Toronto company fined $50K after worker injured while laying pipe
Business owners beware: If you're not 100 per cent compliant with Ontario's Occupational Health and Safety Act, you're totally screwed if something bad happens to one of your employees.
A company called Pipe & Piling SuppliesLimited, based in Toronto, learned this the hard way (though not nearly as hard as the person who was injured working for them) on Nov. 4 when an Ontario Court Justice determined that they should be fined $50,000 in relation to an incident that took place last April.
The provincial government released a court bulletin on Friday, as they sometimes do for high-profile cases of workplace death or injury, announcing that the steel pipe producer and supplier had been fined $50K by Justice of the Peace Vladimir Bubrin earlier this month.
The company was also ordered to pay a 25 per cent fine surcharge, per the Provincial Offences Act, which will go into a "special provincial government fund to assist victims of crime."
According to the province, a worker employed by Pipe & Piling at 36 Towns Road in Toronto had "sustained critical injuries when they became pinned between a rail car and a front-end loader" in April of 2021.
"On April 8, 2021, a worker was using the forks of a front-end loader to move an empty rail car along railway tracks," reads the court bulletin issued by Ontario's Ministry of Labour, Immigration, Training and Skills Development on Nov. 25.
"Once at the desired location, the worker jumped onto the rail car to access the hand brakes, but the rail car rolled backwards.
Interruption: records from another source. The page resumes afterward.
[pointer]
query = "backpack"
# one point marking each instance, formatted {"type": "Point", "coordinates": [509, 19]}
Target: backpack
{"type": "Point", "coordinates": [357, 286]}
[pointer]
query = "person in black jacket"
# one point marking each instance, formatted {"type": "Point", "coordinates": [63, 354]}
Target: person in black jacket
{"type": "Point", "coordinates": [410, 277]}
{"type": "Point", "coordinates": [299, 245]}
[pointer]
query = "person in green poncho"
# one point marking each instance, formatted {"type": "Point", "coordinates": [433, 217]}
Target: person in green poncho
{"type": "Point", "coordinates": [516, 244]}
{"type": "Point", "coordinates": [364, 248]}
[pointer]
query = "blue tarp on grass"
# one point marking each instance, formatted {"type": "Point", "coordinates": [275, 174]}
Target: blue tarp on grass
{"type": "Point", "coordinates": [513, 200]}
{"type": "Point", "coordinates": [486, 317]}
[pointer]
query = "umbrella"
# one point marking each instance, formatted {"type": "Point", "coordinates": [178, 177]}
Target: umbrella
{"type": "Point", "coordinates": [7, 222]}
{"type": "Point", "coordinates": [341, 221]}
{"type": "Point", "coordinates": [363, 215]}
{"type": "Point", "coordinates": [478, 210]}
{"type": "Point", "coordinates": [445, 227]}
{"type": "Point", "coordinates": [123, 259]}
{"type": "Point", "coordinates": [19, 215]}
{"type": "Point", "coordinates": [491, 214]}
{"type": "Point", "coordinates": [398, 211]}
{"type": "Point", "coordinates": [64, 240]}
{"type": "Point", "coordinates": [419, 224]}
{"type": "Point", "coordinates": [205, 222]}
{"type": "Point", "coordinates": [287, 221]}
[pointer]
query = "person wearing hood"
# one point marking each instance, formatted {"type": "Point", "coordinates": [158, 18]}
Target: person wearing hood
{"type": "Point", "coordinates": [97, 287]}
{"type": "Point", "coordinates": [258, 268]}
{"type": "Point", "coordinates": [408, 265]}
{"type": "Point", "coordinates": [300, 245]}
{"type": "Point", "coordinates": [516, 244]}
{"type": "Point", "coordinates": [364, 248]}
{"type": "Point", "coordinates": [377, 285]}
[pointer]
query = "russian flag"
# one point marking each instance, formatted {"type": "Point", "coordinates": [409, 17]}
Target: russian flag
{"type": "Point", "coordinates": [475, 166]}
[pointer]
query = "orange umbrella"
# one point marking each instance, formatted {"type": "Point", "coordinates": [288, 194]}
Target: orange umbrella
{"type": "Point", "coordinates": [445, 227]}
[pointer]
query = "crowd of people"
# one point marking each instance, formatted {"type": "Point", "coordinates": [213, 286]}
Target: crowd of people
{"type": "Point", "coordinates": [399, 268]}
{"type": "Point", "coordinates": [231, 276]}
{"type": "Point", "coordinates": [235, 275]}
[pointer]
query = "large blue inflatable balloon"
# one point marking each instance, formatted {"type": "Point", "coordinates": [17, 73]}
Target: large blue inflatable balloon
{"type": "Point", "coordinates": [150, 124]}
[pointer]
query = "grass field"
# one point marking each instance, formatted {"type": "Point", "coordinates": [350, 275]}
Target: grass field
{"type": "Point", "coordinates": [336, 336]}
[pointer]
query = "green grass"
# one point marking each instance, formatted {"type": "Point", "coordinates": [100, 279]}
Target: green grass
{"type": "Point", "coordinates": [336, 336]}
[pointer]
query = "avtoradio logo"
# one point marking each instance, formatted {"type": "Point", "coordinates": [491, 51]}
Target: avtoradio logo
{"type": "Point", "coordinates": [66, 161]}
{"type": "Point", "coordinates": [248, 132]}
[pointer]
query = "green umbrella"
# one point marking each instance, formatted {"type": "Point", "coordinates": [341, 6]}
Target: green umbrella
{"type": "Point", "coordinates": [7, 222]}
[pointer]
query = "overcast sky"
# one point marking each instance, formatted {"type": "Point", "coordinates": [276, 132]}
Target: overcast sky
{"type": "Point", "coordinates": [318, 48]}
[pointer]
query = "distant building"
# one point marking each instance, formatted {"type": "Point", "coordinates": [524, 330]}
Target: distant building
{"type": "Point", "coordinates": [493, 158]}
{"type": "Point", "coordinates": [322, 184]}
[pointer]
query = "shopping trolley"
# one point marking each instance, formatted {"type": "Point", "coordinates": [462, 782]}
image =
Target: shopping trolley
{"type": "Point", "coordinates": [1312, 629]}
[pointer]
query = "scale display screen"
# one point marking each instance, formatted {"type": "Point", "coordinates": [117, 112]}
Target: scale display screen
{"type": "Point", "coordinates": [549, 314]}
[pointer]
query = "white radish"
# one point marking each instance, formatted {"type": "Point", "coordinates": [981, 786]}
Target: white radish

The worker became pinned between the rail car and the front-end loader, sustaining critical injuries."
Crown prosecutors had argued in the Ontario Court of Justice at Toronto's Old City Hall that Pipe & Piling had failed as an employer to "ensure that the unattended flatbed railcar was immobilized and secured against accidental movement."
Pipe & Piling Supplies Limited, to its credit, pled guilty to the charge — which is more than can be said for some companies dealing with serious workplace safety charges.